The cell below shows Python code that can be used to generate a normal distribution with a mean = 125 and a standard deviation = 15. 

The comments before each step provides a brief discription of what the code is doing. 

In [None]:
# Example 1: Compute and Plot a PDF

import numpy as np
import matplotlib.pyplot as plt
from scipy.stats import norm

# Define variables
mu = 125   # mean
sd = 15    # standard deviation

# Generate a series of evenly spaced values of x,
# starting at the mean minus 3 standard deviations
# and ending at the mean plus 3 standard deviations
x = np.arange(mu - 3 * sd, mu + 3 * sd, 0.1)

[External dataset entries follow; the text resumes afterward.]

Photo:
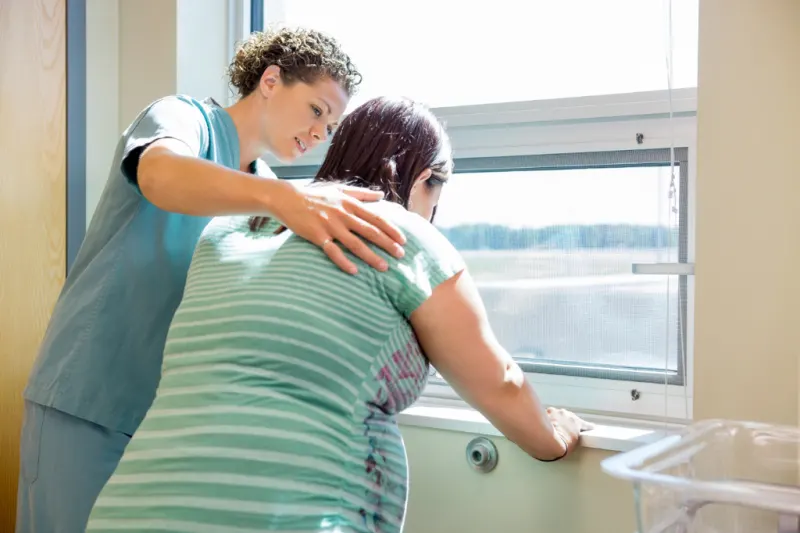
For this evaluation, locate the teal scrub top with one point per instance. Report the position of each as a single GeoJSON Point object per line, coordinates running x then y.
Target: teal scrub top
{"type": "Point", "coordinates": [101, 356]}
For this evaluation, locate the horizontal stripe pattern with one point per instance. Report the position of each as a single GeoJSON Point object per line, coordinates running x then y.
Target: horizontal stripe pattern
{"type": "Point", "coordinates": [281, 379]}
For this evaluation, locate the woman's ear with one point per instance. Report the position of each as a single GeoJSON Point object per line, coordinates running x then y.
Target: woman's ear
{"type": "Point", "coordinates": [423, 176]}
{"type": "Point", "coordinates": [270, 79]}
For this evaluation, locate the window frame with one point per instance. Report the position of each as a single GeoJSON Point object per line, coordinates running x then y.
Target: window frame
{"type": "Point", "coordinates": [520, 134]}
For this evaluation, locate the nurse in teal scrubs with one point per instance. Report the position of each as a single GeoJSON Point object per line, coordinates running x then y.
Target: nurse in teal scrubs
{"type": "Point", "coordinates": [179, 163]}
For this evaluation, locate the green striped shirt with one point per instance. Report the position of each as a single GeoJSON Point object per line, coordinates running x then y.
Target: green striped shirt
{"type": "Point", "coordinates": [281, 380]}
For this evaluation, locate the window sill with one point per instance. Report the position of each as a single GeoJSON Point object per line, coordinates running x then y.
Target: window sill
{"type": "Point", "coordinates": [609, 434]}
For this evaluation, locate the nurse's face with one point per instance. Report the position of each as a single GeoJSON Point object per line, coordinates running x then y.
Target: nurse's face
{"type": "Point", "coordinates": [299, 116]}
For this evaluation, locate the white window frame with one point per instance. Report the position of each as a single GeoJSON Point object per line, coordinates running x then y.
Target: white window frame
{"type": "Point", "coordinates": [579, 125]}
{"type": "Point", "coordinates": [606, 123]}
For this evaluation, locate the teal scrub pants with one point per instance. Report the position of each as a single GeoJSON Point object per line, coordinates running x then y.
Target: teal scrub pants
{"type": "Point", "coordinates": [64, 463]}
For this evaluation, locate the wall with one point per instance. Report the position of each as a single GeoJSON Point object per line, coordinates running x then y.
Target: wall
{"type": "Point", "coordinates": [747, 341]}
{"type": "Point", "coordinates": [32, 206]}
{"type": "Point", "coordinates": [139, 51]}
{"type": "Point", "coordinates": [102, 92]}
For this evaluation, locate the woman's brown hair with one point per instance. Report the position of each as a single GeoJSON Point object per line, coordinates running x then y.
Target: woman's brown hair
{"type": "Point", "coordinates": [385, 144]}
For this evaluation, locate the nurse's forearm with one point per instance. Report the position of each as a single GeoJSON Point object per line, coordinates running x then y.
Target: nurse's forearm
{"type": "Point", "coordinates": [193, 186]}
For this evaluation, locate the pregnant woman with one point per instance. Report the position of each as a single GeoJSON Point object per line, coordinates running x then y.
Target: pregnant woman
{"type": "Point", "coordinates": [283, 375]}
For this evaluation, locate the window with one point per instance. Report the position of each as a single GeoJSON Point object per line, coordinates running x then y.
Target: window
{"type": "Point", "coordinates": [442, 53]}
{"type": "Point", "coordinates": [573, 199]}
{"type": "Point", "coordinates": [551, 243]}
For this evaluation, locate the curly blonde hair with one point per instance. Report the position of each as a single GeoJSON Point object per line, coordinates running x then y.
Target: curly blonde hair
{"type": "Point", "coordinates": [302, 54]}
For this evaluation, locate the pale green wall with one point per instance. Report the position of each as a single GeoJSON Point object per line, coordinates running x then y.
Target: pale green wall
{"type": "Point", "coordinates": [520, 496]}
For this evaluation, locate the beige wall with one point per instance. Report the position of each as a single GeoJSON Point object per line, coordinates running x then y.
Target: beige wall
{"type": "Point", "coordinates": [747, 338]}
{"type": "Point", "coordinates": [747, 255]}
{"type": "Point", "coordinates": [102, 93]}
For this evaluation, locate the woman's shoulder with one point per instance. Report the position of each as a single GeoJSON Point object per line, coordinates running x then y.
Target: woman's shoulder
{"type": "Point", "coordinates": [419, 232]}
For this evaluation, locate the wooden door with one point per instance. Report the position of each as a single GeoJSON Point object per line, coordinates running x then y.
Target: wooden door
{"type": "Point", "coordinates": [32, 205]}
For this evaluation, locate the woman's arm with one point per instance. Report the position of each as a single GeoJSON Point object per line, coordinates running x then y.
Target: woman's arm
{"type": "Point", "coordinates": [172, 178]}
{"type": "Point", "coordinates": [455, 334]}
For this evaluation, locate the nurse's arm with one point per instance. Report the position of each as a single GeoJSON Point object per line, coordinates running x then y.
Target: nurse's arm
{"type": "Point", "coordinates": [172, 178]}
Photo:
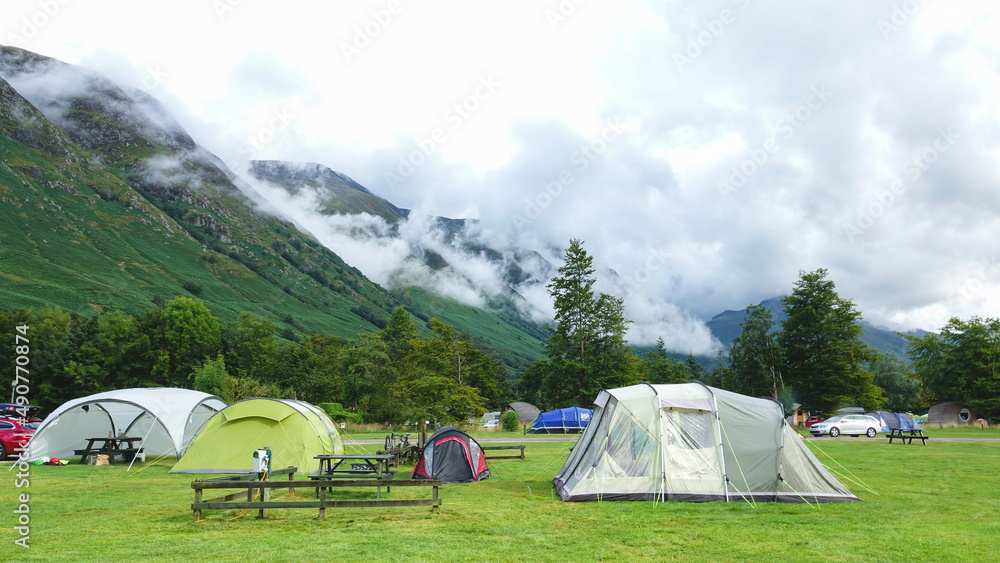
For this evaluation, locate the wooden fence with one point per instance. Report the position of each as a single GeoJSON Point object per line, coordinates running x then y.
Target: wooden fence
{"type": "Point", "coordinates": [489, 456]}
{"type": "Point", "coordinates": [248, 488]}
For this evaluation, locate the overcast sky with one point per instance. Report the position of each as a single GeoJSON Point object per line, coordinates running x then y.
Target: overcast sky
{"type": "Point", "coordinates": [705, 151]}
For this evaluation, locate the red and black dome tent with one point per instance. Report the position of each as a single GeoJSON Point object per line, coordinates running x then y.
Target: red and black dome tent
{"type": "Point", "coordinates": [451, 456]}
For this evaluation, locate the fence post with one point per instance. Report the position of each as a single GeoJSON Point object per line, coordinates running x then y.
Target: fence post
{"type": "Point", "coordinates": [197, 499]}
{"type": "Point", "coordinates": [322, 507]}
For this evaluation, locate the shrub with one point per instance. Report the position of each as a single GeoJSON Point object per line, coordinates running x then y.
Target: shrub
{"type": "Point", "coordinates": [192, 287]}
{"type": "Point", "coordinates": [509, 421]}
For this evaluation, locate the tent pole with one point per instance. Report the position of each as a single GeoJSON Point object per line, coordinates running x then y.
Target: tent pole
{"type": "Point", "coordinates": [722, 452]}
{"type": "Point", "coordinates": [141, 444]}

# Generate a y value for each x value using the normal distribution
y = norm.pdf(x, mu, sd)

# Plot the x/y pairs
plt.plot(x, y, color='black', linewidth=1.0)
plt.title("PDF of a Normal (125, 15) Distribution")
plt.xlabel("x")
plt.ylabel("Density")
plt.axvline(x=125, linestyle="--", linewidth=3, color="black")  # Vertical line at mean
plt.axhline(y=0,linestyle='dotted', linewidth=0.5, color='black') # Horizontal line

# Show plot
plt.show()

The bell-shape figure above represents the Probability Density Function (PDF) of a variable _X_ ~ _N_(125,15). It is the Python equivalent of figure shown in the _Left Panel_ of Fig 6.3 on page 157 of your textbook. 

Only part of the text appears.